Here's my first example C function turned FPGA with a also C based TCL extension communicating with it on a Parallella Board, based on the Zynq 7010 A.R.M. processor + FPGA. This is the C function put into the FPGA fabric [L1 ] (It's actually normal C, not ++, based on an example, but quite different now, and not particularly suited for a practical purpose outside testing). The usage of a our relatively small (compared with more current Ultrascales, and bigger models like on AWS F1 nodes) but not bad FPGA for this lookup table with in-fpga initialization is like this (for the Vivado 2019.2 tools, because the parameters change with the course of time):
The bus protocol and data preparation mess in in here: [L2 ] , the big advantage is that this can work clean and efficient.
Finally, the Tcl extension to talk with the FPGA over this interface: [L3 ]. There are two parameters passed to the added function to the tcl interpreter, one isn't used at the moment, and the result which after the first call to the FPGA can be blazing fast, is returned as an integer as well. Actually the lookup is 16 bits in and out, so there's a typecast. The compile went like this:
gcc -shared -o libfpgacom.so -DUSE_TCL_STUBS -I/usr/include/tcl8.6/ fpgacom.c uio_mult_test_csin3lookup_tcl.c -L/usr/lib/arm-linux-gnueabihf/ -ltclstub8.6 -fPIC
Of course the tcl-dev install is required for the library, and I didn't discuss the making of the FPGA ".bit" file and the loading of such. I've done a video on the main line of that process if you're interested [L4 ] . Here are the test commands I just tried the extension out with:
(Tcl) 1 % load libfpgacom.so (Tcl) 2 % fpga (Tcl) 3 % fpga 0 0 -32767 (Tcl) 4 % fpga 0 44 -32767 (Tcl) 5 % fpga 16384 0 -23170 (Tcl) 6 % expr 1.0 * [fpga 16384 0] / [fpga 0 44] 0.7071138645588549 (Tcl) 7 % expr sin(3.14156535 /4); 0.7071019545317011
To test if the FPGA function is accurate, we can use these procs, also to use with the proctoblock BWise function:
proc runfpga { {i} } { return [fpga $i 0] } proc runsimu { {i} } { return [expr int( \ [domaxima "float( 32768.0*sin( \ 3.1415926535 * ($i - 65536/2) / 65536 \ ))"] \ )] }
The call time for the fpga routine is about 2.5 microseconds, tested in a for a million long loop that took ~5 seconds by itself on the cpu running the for {} {} {} {} loop. I didn't test a pure C program interface with the handshake for timing. The domaxima proc uses external Maxima (also on the edge computer board) for math operations.
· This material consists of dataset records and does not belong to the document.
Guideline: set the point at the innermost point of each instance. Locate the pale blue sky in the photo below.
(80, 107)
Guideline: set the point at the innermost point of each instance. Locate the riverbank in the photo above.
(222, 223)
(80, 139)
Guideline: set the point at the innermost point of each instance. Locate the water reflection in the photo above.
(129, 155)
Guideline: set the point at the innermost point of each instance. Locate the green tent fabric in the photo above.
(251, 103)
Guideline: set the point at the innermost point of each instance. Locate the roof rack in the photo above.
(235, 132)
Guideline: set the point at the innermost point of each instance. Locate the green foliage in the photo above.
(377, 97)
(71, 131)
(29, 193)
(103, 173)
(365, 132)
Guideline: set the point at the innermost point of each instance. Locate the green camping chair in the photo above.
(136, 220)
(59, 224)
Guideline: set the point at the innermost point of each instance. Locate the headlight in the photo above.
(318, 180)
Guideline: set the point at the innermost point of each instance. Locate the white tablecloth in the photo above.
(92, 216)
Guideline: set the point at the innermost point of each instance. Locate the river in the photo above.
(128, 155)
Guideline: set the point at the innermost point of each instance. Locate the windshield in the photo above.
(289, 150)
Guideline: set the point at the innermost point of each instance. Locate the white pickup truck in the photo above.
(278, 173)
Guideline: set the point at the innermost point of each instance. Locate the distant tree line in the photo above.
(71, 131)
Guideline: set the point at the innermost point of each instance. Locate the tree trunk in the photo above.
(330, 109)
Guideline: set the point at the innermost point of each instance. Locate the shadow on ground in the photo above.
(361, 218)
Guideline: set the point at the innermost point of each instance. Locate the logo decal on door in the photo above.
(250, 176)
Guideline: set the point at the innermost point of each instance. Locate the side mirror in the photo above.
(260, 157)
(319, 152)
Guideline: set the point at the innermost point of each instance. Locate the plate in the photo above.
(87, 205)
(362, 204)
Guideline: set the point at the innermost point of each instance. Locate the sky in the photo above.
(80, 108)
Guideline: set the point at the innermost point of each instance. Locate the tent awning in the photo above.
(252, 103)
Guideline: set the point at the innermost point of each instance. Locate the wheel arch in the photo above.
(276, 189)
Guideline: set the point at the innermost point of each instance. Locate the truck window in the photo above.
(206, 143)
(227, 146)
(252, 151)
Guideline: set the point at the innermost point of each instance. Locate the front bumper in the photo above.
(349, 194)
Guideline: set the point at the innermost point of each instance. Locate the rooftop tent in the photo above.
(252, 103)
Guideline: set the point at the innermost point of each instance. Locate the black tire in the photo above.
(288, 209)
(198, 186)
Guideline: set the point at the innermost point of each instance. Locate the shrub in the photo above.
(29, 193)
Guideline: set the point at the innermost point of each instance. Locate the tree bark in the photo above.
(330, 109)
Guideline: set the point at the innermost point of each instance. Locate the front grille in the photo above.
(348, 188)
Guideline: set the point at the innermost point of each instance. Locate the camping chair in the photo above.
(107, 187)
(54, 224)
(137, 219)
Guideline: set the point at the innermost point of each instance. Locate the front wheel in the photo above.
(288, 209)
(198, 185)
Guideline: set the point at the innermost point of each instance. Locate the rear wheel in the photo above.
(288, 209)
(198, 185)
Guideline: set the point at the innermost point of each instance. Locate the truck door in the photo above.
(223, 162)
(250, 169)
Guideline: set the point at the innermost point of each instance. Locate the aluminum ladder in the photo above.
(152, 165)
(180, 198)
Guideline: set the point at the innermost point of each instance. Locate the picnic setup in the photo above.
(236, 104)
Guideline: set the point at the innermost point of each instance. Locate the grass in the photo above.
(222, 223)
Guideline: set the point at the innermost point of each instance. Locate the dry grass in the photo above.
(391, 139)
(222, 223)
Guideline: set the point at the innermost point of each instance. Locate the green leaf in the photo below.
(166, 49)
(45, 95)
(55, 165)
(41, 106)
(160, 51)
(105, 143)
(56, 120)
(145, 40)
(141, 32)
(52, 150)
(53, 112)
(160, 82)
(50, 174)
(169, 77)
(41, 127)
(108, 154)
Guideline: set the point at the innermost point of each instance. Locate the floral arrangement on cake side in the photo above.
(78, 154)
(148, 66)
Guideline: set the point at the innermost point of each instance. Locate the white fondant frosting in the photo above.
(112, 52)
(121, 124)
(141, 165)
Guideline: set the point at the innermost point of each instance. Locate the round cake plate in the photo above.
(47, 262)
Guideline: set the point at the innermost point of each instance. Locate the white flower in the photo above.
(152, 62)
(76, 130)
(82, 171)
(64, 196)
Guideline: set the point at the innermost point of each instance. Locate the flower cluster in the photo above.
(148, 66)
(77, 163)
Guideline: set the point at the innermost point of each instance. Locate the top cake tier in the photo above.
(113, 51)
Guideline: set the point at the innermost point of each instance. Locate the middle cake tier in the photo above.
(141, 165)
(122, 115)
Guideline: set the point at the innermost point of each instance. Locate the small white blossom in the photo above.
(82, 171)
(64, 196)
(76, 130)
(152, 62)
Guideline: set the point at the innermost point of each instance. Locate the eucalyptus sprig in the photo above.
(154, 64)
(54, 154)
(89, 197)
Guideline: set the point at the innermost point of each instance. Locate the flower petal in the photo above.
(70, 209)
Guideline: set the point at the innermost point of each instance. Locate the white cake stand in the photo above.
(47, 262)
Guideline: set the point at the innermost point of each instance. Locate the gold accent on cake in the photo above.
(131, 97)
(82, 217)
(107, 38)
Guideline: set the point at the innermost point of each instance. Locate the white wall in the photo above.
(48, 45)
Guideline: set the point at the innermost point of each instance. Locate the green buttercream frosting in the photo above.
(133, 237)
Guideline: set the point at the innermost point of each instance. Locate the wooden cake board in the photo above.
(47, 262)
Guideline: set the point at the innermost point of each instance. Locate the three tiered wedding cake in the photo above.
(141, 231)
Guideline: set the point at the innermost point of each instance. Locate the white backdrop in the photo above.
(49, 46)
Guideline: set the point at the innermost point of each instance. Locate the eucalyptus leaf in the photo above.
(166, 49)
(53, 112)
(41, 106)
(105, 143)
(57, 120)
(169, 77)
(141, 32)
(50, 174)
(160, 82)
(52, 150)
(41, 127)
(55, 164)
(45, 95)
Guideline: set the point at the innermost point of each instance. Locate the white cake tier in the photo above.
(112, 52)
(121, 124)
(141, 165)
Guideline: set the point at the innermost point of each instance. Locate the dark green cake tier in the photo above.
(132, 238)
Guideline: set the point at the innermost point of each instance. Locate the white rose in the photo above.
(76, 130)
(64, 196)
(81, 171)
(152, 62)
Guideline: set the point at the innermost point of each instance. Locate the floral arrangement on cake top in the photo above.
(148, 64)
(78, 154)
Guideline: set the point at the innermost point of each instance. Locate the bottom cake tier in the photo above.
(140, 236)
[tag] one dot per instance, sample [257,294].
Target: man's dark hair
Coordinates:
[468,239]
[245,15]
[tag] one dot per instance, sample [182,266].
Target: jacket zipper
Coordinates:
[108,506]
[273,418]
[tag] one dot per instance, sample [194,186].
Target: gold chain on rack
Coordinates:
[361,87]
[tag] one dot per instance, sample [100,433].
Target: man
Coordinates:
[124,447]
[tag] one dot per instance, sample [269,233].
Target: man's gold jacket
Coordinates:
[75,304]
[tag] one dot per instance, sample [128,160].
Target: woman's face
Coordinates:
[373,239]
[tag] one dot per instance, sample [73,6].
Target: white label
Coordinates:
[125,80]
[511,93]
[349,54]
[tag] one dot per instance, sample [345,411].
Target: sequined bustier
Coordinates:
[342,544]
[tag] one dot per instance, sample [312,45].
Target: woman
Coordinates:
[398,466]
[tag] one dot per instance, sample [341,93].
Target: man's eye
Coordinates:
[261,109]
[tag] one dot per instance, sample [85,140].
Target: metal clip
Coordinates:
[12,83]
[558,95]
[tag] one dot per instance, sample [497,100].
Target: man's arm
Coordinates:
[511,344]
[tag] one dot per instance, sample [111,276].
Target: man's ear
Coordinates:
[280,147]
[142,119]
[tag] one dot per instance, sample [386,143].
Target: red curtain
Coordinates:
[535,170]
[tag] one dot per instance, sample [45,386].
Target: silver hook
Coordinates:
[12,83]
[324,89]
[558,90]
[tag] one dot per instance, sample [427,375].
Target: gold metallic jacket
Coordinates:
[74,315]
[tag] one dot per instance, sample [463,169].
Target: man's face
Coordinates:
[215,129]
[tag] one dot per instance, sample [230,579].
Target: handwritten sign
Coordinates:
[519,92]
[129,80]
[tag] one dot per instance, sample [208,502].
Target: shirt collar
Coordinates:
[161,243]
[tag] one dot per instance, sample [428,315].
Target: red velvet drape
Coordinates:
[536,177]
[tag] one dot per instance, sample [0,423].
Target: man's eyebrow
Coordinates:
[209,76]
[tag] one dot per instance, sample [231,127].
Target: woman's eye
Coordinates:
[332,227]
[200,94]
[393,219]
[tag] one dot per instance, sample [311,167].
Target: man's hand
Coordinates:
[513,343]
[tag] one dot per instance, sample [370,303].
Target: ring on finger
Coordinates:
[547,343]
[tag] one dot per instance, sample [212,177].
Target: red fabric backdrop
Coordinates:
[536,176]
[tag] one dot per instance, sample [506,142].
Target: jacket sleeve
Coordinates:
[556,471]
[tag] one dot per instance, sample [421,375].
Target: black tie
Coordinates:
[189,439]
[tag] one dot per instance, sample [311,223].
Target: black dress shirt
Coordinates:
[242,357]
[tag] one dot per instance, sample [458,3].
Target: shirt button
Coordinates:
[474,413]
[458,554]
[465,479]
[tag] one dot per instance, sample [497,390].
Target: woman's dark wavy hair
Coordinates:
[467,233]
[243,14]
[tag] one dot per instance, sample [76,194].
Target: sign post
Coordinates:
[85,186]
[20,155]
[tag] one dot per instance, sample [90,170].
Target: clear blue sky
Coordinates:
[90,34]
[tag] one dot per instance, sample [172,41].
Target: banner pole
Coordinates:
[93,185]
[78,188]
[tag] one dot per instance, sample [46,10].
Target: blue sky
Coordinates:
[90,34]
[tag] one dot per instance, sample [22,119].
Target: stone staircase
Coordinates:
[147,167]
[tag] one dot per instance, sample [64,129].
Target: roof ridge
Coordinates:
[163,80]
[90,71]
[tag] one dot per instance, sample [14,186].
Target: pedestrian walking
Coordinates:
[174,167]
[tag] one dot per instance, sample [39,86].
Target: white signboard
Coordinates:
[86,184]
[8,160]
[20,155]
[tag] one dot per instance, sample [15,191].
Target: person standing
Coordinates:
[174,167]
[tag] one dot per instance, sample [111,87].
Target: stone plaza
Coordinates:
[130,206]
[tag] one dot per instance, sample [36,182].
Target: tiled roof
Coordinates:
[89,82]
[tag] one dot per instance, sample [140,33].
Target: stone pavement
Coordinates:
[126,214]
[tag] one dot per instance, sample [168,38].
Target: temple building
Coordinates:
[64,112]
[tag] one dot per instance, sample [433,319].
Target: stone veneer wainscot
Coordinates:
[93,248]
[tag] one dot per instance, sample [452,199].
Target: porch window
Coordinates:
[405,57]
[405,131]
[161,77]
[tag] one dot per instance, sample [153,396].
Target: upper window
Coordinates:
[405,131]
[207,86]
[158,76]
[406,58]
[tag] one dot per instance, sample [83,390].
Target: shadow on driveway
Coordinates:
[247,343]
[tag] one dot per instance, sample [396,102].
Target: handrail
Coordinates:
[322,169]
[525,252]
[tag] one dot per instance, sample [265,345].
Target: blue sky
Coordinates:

The program as shown has a sine table in short integers from 0-65535 (2^16) from -pi/2 tp +pi/2, a few examples:
(Tcl) 14 % runsimu 100 -32767 (Tcl) 15 % runfpga 100 -32767 (Tcl) 16 % runsimu 32768 0 (Tcl) 17 % runfpga 32768 0
It's also a good idea to check the FPGA-compiled results with a regular C compiler, for instance on the Zynq board, or in this case on a x86_64 machine, using gcc 8.3.1, using the actual code used for the Xilinx tools, with a few added defines for data types not a part of normal C, and a obvious "main()" calling the same function as is used for the silicon compile: [L5 ]. Testing this C version:
$ ./lookupsim 65535 -32768 $ ./lookupsim 65534 -32768 $ ./lookupsim 65500 32767 $ ./lookupsim 16384 -23170 $ ./lookupsim 16383 -23171 $ ./lookupsim `echo "16384 32768 +p" | dc` 23170 $ ./lookupsim 0 -32768 $ ./lookupsim 500 -32758
It is possible the type casting and the exact interpretation of binary numbers can vary between certain C and Xilinx interpretations.